Microsoft spent more than a decade developing the new Bing. Then there was ChatGPT.

Bing is getting a boost from AI, but will it last?

Microsoft’s use of AI could finally challenge Google’s supremacy in search.

Microsoft announced the new Bing search engine earlier this month, which employs artificial intelligence to present users with answers to questions as well as links. Bing can, for example, answer to a query to build a spreadsheet showing a company’s revenue over the last five years or to determine whether a specific-size futon will fit in a specific vehicle. With Bing’s update, Google has released Bard, its own competitor.

“We’ve been working hard and staying focused on Bing. “We’ve been at it for about two decades,” Yusuf Mehdi, corporate vice president at Microsoft, stated last week during a Microsoft Teams video call.

One of the reasons Bing never became popular was that by the time it appeared in 2009, Google search had already been synonymous with searching the internet, thanks to a decade’s head start.

However, Microsoft stated that it would continue to work on revamping and rebranding Bing. Shortly after Bing launched, Microsoft secured a contract with Yahoo to use Bing Search, improving Bing’s market share. Microsoft announced a redesign of the search engine in 2012, which featured the Sidebar feature, which searches users’ social networks for content relevant to the query.

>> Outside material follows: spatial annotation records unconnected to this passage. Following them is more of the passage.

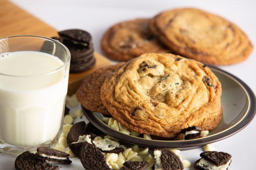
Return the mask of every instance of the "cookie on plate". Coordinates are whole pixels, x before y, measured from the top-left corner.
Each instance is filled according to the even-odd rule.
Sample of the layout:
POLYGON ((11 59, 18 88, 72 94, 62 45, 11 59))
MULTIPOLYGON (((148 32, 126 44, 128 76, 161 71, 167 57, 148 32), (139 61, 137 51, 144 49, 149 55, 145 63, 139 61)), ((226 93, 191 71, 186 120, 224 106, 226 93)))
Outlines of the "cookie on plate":
POLYGON ((84 78, 76 93, 83 106, 93 112, 109 114, 100 99, 100 88, 105 79, 124 63, 101 67, 84 78))
POLYGON ((19 155, 15 160, 15 169, 17 170, 58 170, 57 165, 51 164, 39 156, 29 151, 19 155))
POLYGON ((103 36, 102 50, 110 58, 124 61, 146 53, 169 52, 149 32, 149 21, 137 19, 113 26, 103 36))
POLYGON ((151 20, 149 28, 175 52, 207 64, 239 62, 253 49, 247 36, 234 23, 198 9, 164 11, 151 20))
POLYGON ((218 78, 202 63, 172 54, 130 61, 106 79, 101 92, 113 118, 140 133, 173 137, 193 126, 211 131, 222 117, 218 78))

Microsoft integrated Bing into other programmes and devices, such as its personal digital assistant Cortana, allowing Bing to earn its first $1 billion quarterly profit in 2016. Three years later, Bing launched a feature that allows organisations to create private, internal search results, repositioning itself as a corporate search engine.

Yet, Microsoft’s efforts have done little to prevent Bing from languishing in the global search sector. According to some estimations, Bing’s market share is still in the single digits. In the United States, Bing accounts for roughly a quarter of the market.

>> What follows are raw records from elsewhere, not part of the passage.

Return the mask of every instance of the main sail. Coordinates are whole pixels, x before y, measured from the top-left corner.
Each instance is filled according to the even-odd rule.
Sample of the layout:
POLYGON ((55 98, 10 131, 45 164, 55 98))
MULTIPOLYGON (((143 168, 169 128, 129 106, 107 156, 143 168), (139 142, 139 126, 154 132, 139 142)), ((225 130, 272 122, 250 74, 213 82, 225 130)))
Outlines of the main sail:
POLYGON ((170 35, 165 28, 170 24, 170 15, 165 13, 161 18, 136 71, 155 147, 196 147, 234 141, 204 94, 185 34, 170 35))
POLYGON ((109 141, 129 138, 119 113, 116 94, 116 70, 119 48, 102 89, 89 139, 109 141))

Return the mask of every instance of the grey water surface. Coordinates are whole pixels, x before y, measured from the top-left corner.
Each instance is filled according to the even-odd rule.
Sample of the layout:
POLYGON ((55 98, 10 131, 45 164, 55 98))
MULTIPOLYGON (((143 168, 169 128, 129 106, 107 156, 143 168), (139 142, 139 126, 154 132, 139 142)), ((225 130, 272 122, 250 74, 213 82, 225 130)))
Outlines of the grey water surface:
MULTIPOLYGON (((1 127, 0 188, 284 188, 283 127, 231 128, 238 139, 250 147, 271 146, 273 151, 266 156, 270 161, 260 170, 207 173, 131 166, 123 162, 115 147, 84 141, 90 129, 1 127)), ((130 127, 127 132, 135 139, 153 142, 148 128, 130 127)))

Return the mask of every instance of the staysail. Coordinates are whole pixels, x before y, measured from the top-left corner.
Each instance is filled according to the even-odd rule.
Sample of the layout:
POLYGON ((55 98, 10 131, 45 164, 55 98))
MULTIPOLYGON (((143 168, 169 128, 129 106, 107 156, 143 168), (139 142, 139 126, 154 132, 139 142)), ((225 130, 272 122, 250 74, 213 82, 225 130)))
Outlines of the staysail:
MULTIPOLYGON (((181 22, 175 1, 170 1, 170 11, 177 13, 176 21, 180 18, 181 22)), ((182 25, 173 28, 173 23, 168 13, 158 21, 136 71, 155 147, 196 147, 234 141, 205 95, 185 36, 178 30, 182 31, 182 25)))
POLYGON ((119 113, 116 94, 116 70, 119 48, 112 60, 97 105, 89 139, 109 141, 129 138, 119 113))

Using ChatGPT, Microsoft reinvents the search engine.
Every two decades or so, technology undergoes a major shift, according to Mehdi, citing PCs, mobile phones, and the cloud as examples. Microsoft believes that artificial intelligence is the next opportunity to reimagine search and the web browser.

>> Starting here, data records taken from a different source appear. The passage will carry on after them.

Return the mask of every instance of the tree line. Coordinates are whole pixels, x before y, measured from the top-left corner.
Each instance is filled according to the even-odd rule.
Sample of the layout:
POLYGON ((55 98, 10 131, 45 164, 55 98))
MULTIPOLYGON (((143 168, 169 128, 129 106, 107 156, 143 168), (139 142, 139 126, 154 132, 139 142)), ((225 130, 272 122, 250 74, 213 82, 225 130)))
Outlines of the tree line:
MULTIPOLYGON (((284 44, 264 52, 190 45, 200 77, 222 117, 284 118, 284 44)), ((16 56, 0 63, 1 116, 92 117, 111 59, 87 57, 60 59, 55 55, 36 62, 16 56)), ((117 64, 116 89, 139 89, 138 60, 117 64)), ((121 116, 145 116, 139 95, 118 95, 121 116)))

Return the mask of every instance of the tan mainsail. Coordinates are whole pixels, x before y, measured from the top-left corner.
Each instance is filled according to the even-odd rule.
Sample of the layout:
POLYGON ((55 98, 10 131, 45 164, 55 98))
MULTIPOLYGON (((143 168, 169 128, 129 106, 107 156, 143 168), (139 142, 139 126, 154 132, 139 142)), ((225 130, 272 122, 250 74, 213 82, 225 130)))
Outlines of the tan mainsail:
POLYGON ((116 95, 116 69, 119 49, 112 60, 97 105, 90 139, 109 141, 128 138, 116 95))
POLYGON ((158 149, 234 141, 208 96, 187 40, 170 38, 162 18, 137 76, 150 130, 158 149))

Microsoft announced a collaboration with OpenAI, the AI research firm behind the chatbot ChatGPT and the visual illustration generator DALL-E, in 2019. Both saw an opportunity to pool their AI resources. Many of Microsoft’s non-search technologies, such as an AI supercomputer and the capacity to house training data on the Azure cloud service, aided in the development of the new Bing, according to Mehdi.

He claims that during the previous year, the team began to investigate how ChatGPT apps could improve both core search and algorithmic ranking, as well as make a search interface more approachable. “We’re going to learn a lot over the next year or two,” Mehdi stated after ChatGPT debuted. It’s a good time.”

Not unexpectedly, issues with the new AI technology abound, with factual inaccuracies and the creepiness factor garnering a lot of attention in the media. “You’ll always want to fact-check anything that’s truly significant,” Mehdi remarked. “You must make the final decision.” It serves as a reminder that, even in the age of AI, human judgement is still essential.

Microsoft launched Bing to a small group of users and plans to scale it to millions of people in the coming weeks.

The company is improving the product based on consumer feedback.

If the new Bing is effective, it has the potential to transform Microsoft’s other businesses, such as its support help centres and Outlook email platform. Consider a single person creating a calendar invite for five employees in five separate time zones. Microsoft just unveiled a new Bing chat experience with Skype.

Rather than a bid for Google’s market share, “it’s more of a showcase for their shared services and attempting to make Microsoft hip again,” according to Gartner analyst Darin Stewart.

Might Microsoft usurp Google’s search dominance?
While Google dominates search traffic, Microsoft’s Mehdi stated, “We don’t necessarily have to disrupt the entire search game to be successful.” According to him, the US online advertising business is worth $700 billion, with search accounting for 42% of that. According to Microsoft, increasing one point of search share generates $2 billion in income.

Another benefit? With this new wager, Microsoft may have more to lose than Google. Microsoft’s revenue from search and news advertising was $3.2 billion in the fourth quarter of 2022, accounting for only 6% of overall revenue. In the same time period, search advertising accounted for 56% of overall revenue for Alphabet, Google’s parent company.

But the issue remains: Can Microsoft persuade consumers to flock to Bing? “I’m hoping so. “That really struck a chord with our launch,” Mehdi added. “And so, you know, it’s a start… and so we have to continue to do more innovation. So, for the first time in a long time, I’d say we’re genuinely enthused about the possibility to transform the game of search for the better.”